Code Profiling

This document explains how to profile C-code run-time timing while running on the AMDC.

Attention

This discussion is limited to overall task timing – profiling small snippets of code is not discussed.

Introduction

Real-time systems require that the embedded code meets strict real-time timing constraints. The AMDC firmware is designed in a cooperative approach, meaning that the real-time guarantees of the system depend on the (good) behavior of the user code. Period tasks are used to run control code, and these tasks must execute quick enough such that the total scheduler time slice is not overrun.

For more information on the architecture of the AMDC firmware, check out the Firmware Architecture documentation.

What is Code Profiling?

Since there are no formal guarentees baked into the firmware, the only way to ensure the real-time capability of the code is not comprimised is by profiling its execution. In other words, by running tasks and recording statistics on how long they took to run, basic analysis can be performed on the real-time capability of the code.

For example, if it is measured that a particular task takes 200 usec on averge to run, clearly, the system scheduler cannot use a time-slice of 100 usec – it would be overrun every time! The 200 usec run-time task would have a maximum run frequency of 5 kHz.

Fortunantely, the core AMDC firmware makes it easy to profile a task’s run-time timing performance to judge how fast it runs.

Run Time vs. Loop Time

There are two metrics which are important for real-time code:

  1. Run time

  2. Loop time

Run time refers to how long a piece of code takes to run. Since each line of code corresponds to assembly instructions, the run time captures how long it takes the processor to execute all relevant instructions.

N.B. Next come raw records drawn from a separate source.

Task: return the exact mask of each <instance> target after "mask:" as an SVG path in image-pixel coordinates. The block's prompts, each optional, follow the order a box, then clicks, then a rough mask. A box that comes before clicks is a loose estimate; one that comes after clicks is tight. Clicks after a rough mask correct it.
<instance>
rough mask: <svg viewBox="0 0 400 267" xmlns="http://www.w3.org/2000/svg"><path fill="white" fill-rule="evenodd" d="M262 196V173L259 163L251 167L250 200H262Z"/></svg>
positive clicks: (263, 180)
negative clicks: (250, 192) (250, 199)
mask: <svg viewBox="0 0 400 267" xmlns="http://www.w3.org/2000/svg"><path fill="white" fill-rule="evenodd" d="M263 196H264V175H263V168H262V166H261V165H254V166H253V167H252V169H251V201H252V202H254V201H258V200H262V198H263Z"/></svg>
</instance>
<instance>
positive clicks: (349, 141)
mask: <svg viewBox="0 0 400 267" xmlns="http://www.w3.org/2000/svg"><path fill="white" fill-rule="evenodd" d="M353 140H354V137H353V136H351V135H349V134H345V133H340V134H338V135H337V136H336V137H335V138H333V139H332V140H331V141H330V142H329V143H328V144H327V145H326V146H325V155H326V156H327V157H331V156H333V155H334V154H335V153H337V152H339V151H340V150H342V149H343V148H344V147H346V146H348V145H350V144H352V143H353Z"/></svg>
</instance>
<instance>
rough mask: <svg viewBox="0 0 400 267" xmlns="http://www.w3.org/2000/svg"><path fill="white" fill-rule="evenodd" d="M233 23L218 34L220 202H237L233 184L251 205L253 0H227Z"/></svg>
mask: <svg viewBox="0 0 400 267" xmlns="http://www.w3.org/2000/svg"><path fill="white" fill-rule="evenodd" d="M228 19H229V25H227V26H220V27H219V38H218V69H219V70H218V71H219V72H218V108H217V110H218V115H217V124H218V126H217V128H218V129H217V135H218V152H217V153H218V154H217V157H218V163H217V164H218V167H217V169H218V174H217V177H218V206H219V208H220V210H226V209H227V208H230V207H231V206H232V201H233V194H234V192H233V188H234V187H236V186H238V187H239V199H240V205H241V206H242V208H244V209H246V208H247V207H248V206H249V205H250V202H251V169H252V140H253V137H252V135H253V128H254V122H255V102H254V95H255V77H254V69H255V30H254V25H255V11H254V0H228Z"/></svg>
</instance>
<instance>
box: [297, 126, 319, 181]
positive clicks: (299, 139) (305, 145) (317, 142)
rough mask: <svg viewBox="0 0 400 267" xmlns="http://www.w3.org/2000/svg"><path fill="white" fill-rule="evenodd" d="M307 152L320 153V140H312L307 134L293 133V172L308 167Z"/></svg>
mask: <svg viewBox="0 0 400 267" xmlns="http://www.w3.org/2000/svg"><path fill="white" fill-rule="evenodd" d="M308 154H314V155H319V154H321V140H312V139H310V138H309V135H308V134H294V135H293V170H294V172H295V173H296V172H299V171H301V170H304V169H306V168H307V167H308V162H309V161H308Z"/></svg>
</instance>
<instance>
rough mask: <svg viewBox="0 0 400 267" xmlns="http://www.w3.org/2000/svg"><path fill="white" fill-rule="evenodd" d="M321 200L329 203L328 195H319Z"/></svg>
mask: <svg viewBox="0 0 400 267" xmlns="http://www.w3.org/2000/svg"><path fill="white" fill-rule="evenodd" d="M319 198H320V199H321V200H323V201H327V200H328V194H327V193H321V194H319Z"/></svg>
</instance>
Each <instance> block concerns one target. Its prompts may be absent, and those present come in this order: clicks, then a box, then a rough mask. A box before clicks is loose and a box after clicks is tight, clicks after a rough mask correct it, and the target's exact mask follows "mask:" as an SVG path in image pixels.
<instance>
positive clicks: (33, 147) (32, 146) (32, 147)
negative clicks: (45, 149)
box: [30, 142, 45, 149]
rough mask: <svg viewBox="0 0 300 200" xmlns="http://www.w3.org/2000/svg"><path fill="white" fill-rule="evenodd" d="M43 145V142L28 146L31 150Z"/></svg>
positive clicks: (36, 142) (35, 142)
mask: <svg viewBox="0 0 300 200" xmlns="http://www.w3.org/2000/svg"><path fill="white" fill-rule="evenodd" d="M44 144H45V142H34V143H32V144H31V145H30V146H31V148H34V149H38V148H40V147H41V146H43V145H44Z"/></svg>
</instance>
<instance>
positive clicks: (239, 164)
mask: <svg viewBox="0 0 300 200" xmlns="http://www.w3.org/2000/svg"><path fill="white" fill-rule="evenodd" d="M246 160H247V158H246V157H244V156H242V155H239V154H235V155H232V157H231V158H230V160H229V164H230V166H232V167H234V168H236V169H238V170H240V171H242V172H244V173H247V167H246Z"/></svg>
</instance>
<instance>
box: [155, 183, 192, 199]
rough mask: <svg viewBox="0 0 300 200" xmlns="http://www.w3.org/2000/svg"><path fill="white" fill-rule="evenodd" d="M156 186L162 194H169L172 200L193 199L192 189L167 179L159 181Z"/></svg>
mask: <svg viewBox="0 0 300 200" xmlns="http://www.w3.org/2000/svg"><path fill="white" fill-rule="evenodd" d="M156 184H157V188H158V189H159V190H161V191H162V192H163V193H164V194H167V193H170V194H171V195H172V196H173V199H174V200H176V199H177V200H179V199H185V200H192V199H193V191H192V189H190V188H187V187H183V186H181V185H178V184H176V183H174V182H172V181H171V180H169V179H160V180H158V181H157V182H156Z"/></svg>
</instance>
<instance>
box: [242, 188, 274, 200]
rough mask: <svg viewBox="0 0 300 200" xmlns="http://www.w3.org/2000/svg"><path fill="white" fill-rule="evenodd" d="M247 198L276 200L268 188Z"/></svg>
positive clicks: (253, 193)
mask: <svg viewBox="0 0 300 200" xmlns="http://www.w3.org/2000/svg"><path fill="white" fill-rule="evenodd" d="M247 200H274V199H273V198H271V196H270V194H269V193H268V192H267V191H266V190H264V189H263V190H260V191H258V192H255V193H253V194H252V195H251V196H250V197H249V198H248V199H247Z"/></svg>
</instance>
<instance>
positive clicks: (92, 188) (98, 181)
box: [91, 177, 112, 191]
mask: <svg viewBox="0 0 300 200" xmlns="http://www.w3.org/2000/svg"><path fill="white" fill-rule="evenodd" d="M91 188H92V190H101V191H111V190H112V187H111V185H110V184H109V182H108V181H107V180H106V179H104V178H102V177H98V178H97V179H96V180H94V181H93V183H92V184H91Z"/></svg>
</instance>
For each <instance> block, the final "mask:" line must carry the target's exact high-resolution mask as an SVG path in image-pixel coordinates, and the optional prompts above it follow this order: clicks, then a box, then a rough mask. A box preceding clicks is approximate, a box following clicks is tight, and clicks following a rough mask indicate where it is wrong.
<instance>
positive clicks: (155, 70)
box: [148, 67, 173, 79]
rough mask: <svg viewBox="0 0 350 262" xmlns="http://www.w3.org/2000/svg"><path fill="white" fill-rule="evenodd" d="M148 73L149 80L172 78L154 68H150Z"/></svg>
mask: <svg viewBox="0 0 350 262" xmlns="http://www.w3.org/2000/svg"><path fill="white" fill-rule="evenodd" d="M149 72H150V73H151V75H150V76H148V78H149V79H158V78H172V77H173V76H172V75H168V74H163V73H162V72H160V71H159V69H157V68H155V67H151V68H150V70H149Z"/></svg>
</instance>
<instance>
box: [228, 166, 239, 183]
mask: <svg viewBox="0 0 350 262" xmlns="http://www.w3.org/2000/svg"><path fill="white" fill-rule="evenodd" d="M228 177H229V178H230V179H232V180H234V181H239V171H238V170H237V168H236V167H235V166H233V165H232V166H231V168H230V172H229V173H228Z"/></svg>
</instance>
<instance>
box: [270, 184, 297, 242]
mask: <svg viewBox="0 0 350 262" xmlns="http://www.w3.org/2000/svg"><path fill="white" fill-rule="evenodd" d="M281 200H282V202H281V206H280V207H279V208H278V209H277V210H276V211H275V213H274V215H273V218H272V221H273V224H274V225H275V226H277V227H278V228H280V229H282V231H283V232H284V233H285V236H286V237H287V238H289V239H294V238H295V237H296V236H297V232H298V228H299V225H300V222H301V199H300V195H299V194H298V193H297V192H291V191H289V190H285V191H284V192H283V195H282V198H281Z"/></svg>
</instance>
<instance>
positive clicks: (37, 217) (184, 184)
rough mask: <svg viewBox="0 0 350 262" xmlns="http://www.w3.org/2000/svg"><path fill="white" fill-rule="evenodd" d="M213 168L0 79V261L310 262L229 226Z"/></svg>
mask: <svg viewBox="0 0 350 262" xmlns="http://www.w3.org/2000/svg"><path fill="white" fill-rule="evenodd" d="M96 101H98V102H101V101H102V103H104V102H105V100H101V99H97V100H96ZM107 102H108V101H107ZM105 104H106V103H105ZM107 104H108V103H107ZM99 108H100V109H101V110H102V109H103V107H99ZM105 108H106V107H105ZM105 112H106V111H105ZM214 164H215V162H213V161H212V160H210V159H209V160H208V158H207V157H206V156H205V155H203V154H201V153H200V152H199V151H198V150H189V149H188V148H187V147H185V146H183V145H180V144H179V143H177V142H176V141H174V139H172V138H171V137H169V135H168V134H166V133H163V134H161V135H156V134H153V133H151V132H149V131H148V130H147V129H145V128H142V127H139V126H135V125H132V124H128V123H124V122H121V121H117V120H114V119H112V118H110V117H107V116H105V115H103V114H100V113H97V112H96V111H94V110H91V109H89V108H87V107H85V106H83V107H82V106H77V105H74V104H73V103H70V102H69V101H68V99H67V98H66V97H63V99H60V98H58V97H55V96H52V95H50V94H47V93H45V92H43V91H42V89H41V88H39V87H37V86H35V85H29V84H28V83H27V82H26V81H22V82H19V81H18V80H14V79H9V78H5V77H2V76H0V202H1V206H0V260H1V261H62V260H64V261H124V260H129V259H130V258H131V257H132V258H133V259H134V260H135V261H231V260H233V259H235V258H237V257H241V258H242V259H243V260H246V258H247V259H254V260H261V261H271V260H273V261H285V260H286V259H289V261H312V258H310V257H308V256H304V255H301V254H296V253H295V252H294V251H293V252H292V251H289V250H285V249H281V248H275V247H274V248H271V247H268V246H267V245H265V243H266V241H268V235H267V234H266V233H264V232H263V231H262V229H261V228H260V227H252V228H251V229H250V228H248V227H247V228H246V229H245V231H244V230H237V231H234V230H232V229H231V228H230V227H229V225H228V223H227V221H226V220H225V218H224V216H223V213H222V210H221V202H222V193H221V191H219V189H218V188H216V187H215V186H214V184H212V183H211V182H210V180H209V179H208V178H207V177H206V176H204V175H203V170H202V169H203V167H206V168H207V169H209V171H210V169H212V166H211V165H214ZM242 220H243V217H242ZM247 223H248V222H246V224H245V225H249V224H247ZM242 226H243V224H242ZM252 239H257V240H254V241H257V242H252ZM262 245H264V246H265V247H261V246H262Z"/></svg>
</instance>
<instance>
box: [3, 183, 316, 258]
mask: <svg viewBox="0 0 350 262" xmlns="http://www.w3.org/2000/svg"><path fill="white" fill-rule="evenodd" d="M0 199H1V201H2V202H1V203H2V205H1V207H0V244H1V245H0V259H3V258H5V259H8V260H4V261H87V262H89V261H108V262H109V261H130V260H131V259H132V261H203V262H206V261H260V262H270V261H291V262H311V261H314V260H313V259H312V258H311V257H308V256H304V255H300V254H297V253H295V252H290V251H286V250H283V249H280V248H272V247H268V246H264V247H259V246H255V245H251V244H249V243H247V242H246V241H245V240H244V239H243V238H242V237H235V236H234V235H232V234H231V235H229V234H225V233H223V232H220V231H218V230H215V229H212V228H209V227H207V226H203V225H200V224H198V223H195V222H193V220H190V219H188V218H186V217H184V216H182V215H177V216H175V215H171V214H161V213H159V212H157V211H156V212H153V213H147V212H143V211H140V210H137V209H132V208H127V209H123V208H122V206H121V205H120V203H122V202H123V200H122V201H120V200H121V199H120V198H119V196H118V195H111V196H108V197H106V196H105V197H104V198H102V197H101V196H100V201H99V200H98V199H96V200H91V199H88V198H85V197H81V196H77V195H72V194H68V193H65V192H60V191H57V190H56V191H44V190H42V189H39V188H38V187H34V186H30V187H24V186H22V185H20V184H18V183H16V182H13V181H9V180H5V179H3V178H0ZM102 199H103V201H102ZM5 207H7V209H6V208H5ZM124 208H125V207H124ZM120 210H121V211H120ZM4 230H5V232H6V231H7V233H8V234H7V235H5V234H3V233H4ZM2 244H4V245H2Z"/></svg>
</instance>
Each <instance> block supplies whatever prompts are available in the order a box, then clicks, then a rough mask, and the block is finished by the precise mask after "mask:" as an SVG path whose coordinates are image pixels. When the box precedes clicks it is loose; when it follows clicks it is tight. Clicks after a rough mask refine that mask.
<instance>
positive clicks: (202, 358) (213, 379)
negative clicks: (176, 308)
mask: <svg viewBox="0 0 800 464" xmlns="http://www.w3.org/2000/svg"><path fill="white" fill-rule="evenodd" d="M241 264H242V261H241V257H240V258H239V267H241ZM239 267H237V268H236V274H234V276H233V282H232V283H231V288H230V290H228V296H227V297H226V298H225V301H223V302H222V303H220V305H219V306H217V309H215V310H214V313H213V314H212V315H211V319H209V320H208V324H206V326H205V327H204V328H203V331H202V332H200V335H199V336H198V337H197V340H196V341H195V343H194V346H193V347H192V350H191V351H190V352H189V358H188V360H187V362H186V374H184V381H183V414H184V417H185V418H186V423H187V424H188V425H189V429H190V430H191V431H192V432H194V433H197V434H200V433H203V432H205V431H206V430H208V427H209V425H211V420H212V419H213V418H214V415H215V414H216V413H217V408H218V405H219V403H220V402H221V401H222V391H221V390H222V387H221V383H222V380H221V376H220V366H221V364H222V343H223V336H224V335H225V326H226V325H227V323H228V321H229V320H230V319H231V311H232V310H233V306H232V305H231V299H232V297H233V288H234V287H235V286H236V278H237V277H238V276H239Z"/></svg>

Loop time refers to the time elapsed between execution of the profiled code. For periodic tasks, the loop time ought to be exactly the requested interval (e.g., for 10 kHz, loop time should be 100 usec). However, the loop time will not be perfectly constant due to scheduling jitter. The amount of acceptable jitter depends on the application.

The scheduler framework built into the AMDC firmware, sys/scheduler, is set up to easily measure both task run time and loop time.

Profiling All Tasks

By default, task profiling is disabled in the firmware.

To enable, set the following define to 1 in the usr/user_config.h file:

#define USER_CONFIG_ENABLE_TASK_STATISTICS_BY_DEFAULT (1)

This tells the scheduler to automatically record timing statistics for each task. Note that, in addition to user tasks, this will profile all system-level tasks as well. Since additional code must be executed to record the timing statistics, profiling the code necessarily has some timing overhead.

Attention

Profiling code introduces a small overhead to the system scheduler timing, resulting in slightly less overall timing slack.

Only Profiling Specific Tasks

If profiling all registered tasks is not acceptable, do not set the above define to 1 – keep it as 0.

Instead, manually enable task timing statistics for a specific task. To do this, use the task_stats_enable() function as follows:

my_user_task.c:

#include "sys/task_stats.h"

void task_setup(void) {
    // ...
    task_stats_enable(&tcb.stats);
    // ...
}

Note that tcb refers to the local task variable which is required for every task.

Viewing Timing Results

After enabling task timing statistics, the system scheduler will automatically record the timing for tasks. This occurs in the background without any user interaction.

To view the results, print the timing data to the host terminal via task_stats_print():

my_user_task.c:

#include "sys/task_stats.h"

...

void print_my_timing_stats(void) {
    // ...
    task_stats_print(&tcb.stats);
    // ...
}

...

Note that tcb refers to the local task variable which is required for every task.

Now, you simply need to call the print_my_timing_stats() function. Typically, this is done using a command. For example, in the blink example, the command blink stats print is used to call the print function in the C code.

Reset Timing

After recording the timing statistics for a while, you might want to reset the stats:

task_stats_reset(&tcb.stats);

This resets the mean/min/max timing values, etc.

In the blink example, the command blink stats reset does this.

Profiling Accuracy

Internally, the profiling framework uses the FPGA timer driver to measure time (i.e., drv/fpga_timer). Therefore, the timing resolution is limited to the FPGA clock cycle time (5 ns).

Furthermore, reading the FPGA timer register value takes some time due to the latency across the on-chip AXI bus. Therefore, the profiling accuracy is limited to 5 ns resolution, but inherently adds a few 100 ns due to the AXI latency.

This is not compensated internally by the profiling framework. The user must account for this extra time.

See also

The CPU timer driver, drv/cpu_timer, can be used for more accurate timing.

It has a resolution of about 1.5 ns and much lower latency than the AXI bus.